FARMERS across the UK are to be allowed to maintain ditches on their land, following an announcement by Defra secretary Elizabeth Truss at the Oxford Farming Conference.

Ms Truss said: "Subject to parliamentary approval, we will allow farmers across the country to maintain ditches up to 1.5km long from April, so they can dredge and clear debris and manage the land to stop it getting waterlogged. This follows the successful pilots we started two years ago."

Ms Truss described the measures as "getting rid of red tape". However, critics have said that unregulated clearing of watercourses on farmland is likely to increase the flow of water into built-up areas downstream.

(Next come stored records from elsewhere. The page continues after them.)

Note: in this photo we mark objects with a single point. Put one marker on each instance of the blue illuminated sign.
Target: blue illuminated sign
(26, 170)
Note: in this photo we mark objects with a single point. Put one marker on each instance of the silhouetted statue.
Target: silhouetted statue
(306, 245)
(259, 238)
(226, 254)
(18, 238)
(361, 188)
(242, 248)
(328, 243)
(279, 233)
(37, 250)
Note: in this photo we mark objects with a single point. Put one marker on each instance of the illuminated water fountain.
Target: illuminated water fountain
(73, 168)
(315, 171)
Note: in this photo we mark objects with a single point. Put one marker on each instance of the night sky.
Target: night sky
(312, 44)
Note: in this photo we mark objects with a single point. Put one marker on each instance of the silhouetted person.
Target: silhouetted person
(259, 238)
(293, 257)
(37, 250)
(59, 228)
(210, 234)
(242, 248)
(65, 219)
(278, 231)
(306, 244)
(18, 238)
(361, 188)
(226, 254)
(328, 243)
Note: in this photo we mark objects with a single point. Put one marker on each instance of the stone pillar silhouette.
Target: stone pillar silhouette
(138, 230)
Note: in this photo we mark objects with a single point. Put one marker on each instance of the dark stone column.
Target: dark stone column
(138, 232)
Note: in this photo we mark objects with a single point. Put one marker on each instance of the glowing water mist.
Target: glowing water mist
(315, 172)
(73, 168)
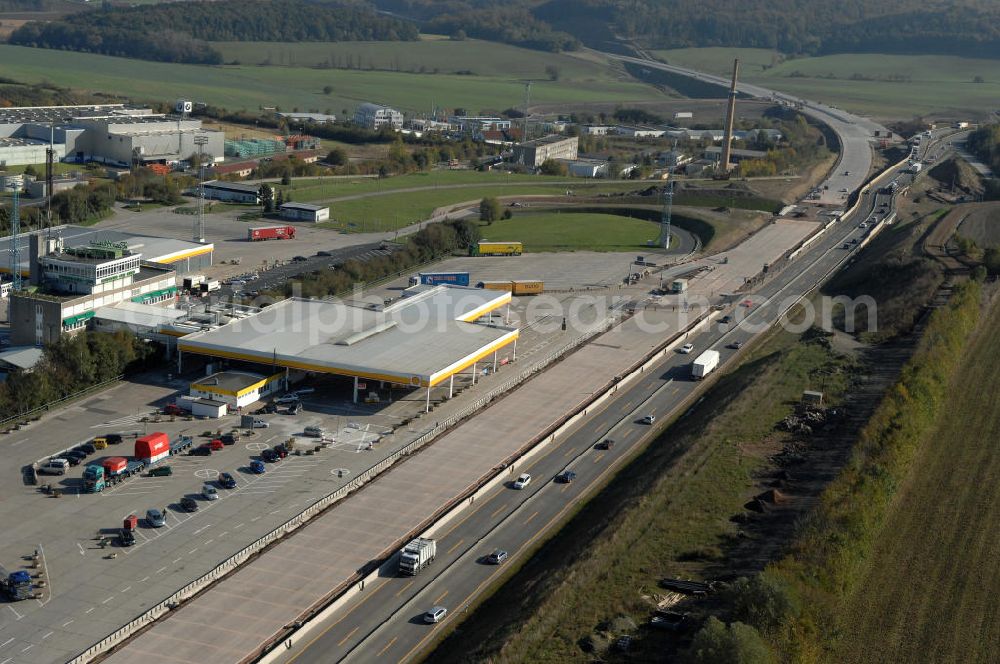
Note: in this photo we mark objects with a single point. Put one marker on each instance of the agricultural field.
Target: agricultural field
(251, 87)
(885, 86)
(441, 56)
(389, 212)
(931, 585)
(575, 231)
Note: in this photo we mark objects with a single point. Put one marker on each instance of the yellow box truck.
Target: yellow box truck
(486, 248)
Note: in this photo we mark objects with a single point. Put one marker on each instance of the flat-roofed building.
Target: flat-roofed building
(420, 341)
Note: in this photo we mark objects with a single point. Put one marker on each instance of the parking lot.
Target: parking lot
(91, 593)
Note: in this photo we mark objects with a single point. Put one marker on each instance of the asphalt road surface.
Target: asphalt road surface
(384, 622)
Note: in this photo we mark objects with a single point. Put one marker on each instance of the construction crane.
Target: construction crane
(668, 204)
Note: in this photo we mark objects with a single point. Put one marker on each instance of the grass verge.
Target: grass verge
(831, 556)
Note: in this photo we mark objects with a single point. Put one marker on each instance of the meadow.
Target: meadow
(886, 86)
(252, 87)
(930, 590)
(575, 231)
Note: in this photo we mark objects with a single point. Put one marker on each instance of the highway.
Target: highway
(856, 133)
(384, 623)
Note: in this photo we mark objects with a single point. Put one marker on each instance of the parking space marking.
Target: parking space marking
(349, 635)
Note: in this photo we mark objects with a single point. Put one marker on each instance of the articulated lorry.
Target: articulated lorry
(704, 364)
(417, 555)
(16, 585)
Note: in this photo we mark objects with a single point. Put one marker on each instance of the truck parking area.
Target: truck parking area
(94, 587)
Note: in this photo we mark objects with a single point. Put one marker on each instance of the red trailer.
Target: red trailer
(255, 233)
(115, 466)
(153, 447)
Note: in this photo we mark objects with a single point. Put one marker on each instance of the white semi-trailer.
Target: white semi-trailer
(416, 555)
(704, 364)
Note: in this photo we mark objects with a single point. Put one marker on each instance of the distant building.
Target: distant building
(232, 191)
(534, 153)
(304, 212)
(315, 118)
(375, 117)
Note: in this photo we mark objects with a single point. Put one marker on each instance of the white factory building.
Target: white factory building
(113, 134)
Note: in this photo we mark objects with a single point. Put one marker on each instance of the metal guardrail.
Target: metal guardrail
(22, 417)
(236, 560)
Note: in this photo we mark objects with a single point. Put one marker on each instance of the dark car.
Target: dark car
(125, 537)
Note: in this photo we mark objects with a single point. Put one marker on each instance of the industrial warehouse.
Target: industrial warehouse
(420, 341)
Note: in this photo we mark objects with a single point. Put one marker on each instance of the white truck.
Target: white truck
(416, 555)
(704, 364)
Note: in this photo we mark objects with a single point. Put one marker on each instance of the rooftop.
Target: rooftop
(418, 340)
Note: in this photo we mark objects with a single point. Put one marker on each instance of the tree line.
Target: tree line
(180, 32)
(73, 363)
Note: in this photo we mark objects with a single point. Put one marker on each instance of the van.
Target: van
(54, 467)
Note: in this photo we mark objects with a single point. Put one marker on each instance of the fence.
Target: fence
(29, 415)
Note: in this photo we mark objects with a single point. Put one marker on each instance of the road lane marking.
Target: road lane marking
(387, 646)
(349, 635)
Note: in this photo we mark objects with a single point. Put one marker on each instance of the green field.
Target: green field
(930, 592)
(426, 56)
(931, 84)
(305, 189)
(251, 87)
(390, 212)
(574, 231)
(667, 513)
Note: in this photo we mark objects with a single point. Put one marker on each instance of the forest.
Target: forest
(178, 32)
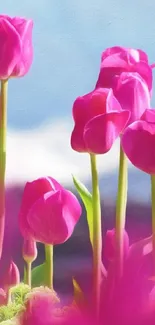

Ms Truss also mooted proposals to give internal drainage boards and other groups more power to maintain local watercourses, and spoke of plans to streamline the agencies which currently deliver countryside services.

Her comments were welcomed by groups such as the NFU and the CLA.

Christopher Price, director of policy at the CLA, said: "We welcome the sensible approach of aligning the Environment Agency and Natural England and support in principle the drive towards further de-centralisation of decision making to farmers and local communities."

On flooding, Ms Truss said: "There is no single answer to improve our resilience to flooding." She mentioned tree-planting, dredging and "improved defences".

She also talked about the new Natural Capital Committee which "will, as part of its remit, look at catchment management and upstream solutions to flooding, learning from innovative programmes like Slowing the Flow in Pickering, which works with nature to reduce risk".

The Government have put in place a six-year plan on flood defences. It is Ms Truss's intention to protect more farmland from flooding.

"Over this decade we will be protecting an additional million acres," she said. "580,000 in the last parliament, and a further 420,000 by 2021."